Se o forró e a decoração da venda continuam sob controle de Vital, o mesmo não se pode dizer do bloco: “a cada ano, aumentava a quantidade de gente na nossa pequena festa. A partir de um certo tempo, a beleza foi se perdendo. A multidão foi, aos poucos, engolindo uma festa comunitária”, lamenta Samarone.
“Virou outra coisa, não tem mais muita graça não”, admite Angélica Barros, filha mais nova de Vital e testemunha dos Barba desde o princípio. Angélica explica que, originalmente, que os Barba não saía em desfile, ficava sempre na concentração em seu Vital. “Agora vem uma galera que não tem nada a ver, esse ano mesmo teve briga, a gente teve que fechar as portas da venda. Foi horrível”, conta Angélica.
Além de tudo isso, o artista plástico pernambucano Cavani Rosas, 71 anos, já transformou a venda em arte duas vezes. Fez dois desenhos: um de seu Vital e depois, a pedido do mesmo, um dele acompanhado de dona Severina.
“Eu conheço ele há uns 40 anos, fiz o desenho dele há um tempo. Recentemente fiz esse outro, porque ele queria muito que ela estivesse no desenho, aí eu fiz e reproduzi para ele vender lá e ajudar”, explica o artista.
De acordo com Cavani, a figura de seu Vital é chave para entender o Poço da Panela. “Ele é o ponto central do Poço, tudo gira ao redor dele. É a coisa mais importante que existe ali, acho que mais do que a igreja porque a frequência das pessoas lá diariamente, e no forró é muito grande.
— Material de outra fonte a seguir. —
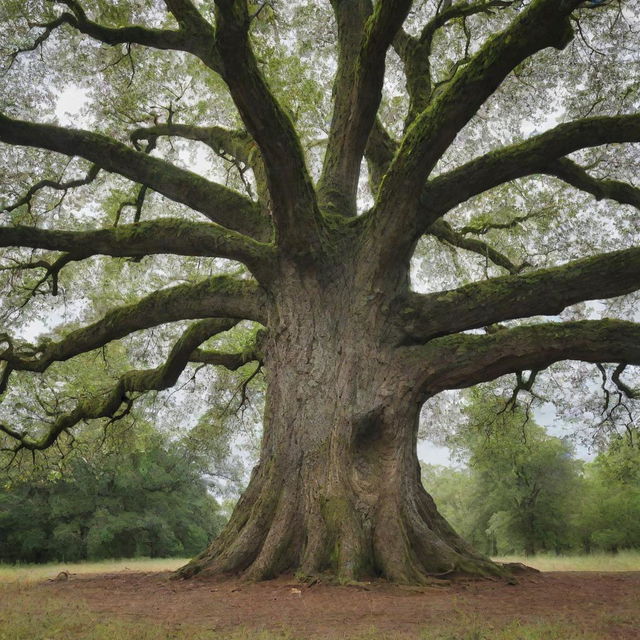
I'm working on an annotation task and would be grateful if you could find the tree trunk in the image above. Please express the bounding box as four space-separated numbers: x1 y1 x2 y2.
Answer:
178 262 504 584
É impressionante e resiste ao tempo”, resumiu.
Além disso, há inúmeros poemas, crônicas, textos e contos que citam a venda de seu Vital e eternizam o espaço. “Eu moro aqui há mais de 60 anos, meus meninos nasceram aqui, se criaram, estudaram, foi tudo aqui e eu não tenho um inimigo nesse bairro graças a Deus, esse é o meu maior presente”, diz um orgulhoso Vital.